33

An answer to this question says Facebook generates a bunch of password guesses to see if they hash the same as a previous version of the password.

Why bother? If a service forces every password to have sufficient length and complexity, why should it care if the changed password is similar to the previous password, since in theory each password is already sufficiently long and complex to meet security requirements?

Does Facebook's policy really prevent some kind of attack where hackers start with long complex password guesses and then try minor variations, or is it just an irritant for users, preventing them from using what are actually sufficiently good new passwords?

Community
  • 1
Witness Protection ID 44583292
  • 431
  • 4
  • 5

2 Answers2

52

Because if Facebook can algorithmically produce similar passwords, then so can a password cracker.

The sequence could go like this: Password compromised -> user changes it to something similar -> new password compromised algorithmically by trying similar passwords to known previous one.

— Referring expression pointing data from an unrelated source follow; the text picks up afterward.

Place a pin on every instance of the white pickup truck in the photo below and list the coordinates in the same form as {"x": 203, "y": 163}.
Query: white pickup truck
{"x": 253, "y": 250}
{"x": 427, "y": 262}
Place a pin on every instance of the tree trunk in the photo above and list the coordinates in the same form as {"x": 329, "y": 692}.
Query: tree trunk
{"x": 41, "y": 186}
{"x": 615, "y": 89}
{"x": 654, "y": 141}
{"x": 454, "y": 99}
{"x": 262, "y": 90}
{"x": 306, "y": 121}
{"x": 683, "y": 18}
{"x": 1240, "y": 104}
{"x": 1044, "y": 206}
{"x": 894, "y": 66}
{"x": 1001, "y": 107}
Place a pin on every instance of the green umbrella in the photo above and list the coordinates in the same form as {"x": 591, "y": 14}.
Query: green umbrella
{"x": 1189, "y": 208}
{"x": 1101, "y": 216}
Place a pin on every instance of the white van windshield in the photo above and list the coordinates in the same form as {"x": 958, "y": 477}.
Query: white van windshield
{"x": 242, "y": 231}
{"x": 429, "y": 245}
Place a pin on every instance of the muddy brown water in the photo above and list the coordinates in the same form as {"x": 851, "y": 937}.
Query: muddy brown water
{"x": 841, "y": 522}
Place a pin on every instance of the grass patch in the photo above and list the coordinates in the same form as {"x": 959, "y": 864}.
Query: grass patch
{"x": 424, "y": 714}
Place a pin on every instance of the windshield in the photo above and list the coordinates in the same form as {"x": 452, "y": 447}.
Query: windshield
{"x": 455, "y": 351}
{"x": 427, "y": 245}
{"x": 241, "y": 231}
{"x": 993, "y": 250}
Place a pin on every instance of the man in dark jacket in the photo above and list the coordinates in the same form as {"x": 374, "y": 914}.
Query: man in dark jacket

Also, imagine a scenario where an account is being specifically targeted by an actual human being. The attacker may know previous passwords or have an idea what they roughly could have been (e.g. the account owner's ex romantic partner or something). In this case, a password that was similar to a previous one would be more likely to be guessed.

MHG
  • 777
  • 7
  • 7
  • 3
    Step 1 ("password compromised") is what makes this seem like a lot of bother for nothing. If it was Facebook's fault an original password was leaked, then there was a bigger problem that new password checking didn't solve anyway. If it's the user's fault the original password was leaked, Facebook can't stop the user from making the same mistake with a new password no matter how different it is. ("We've forced you to use an unusual password. You're not going to write it on that postit stuck to your computer, right?") It seems password similarity checks mostly give a false sense of security. – Witness Protection ID 44583292 Mar 19 '14 at 23:01
  • 8
    It doesn't matter to the security question whose "fault" the exposure was. It is a lot easier to help a user generate a good password at creation time when you can see the plain-text than afterwards by reproducing the password cracking process. – Slartibartfast Mar 20 '14 at 01:40
  • What I do not understand is how can it help? AFAIK passwords are stored using one way functions with salt. So even if an attacker got the hashes, how could he derive the original text for it to even matter? – One-One Mar 20 '14 at 08:47
  • http://security.stackexchange.com/a/53483/41913 – Craig Tullis Mar 20 '14 at 09:26
  • 7
    @One-One By 'compromised', Hugh means the plaintext is known. User changes it. Attacker guesses the user has changed it to something similar, so attacker tries similar passwords. – OJFord Mar 23 '14 at 05:59
  • 1
    @One-One Maybe you used the same password on a random site that stored the password in plaintext, and it got compromised... – Bakuriu Sep 23 '16 at 14:59
  • 1
    @One-One *"AFAIK passwords are stored using one way functions with salt. So even if an attacker got the hashes, how could he derive the original text for it to even matter? "* By quickly trying all 23 million known passwords that have ever leaked, as well as trying every word, with every possible combination of 1337-speek, and all combination of 2 character suffixes. That 2 or 3 seconds of work will probably have found your password. – Ian Boyd Jan 23 '19 at 16:32
1

Because users can easily circumvent the old-password policy by changing one character. Since you store hashes, and hashes change dramatically on small changes on the source, you have no way to measure the "distance" between different hashed passwords.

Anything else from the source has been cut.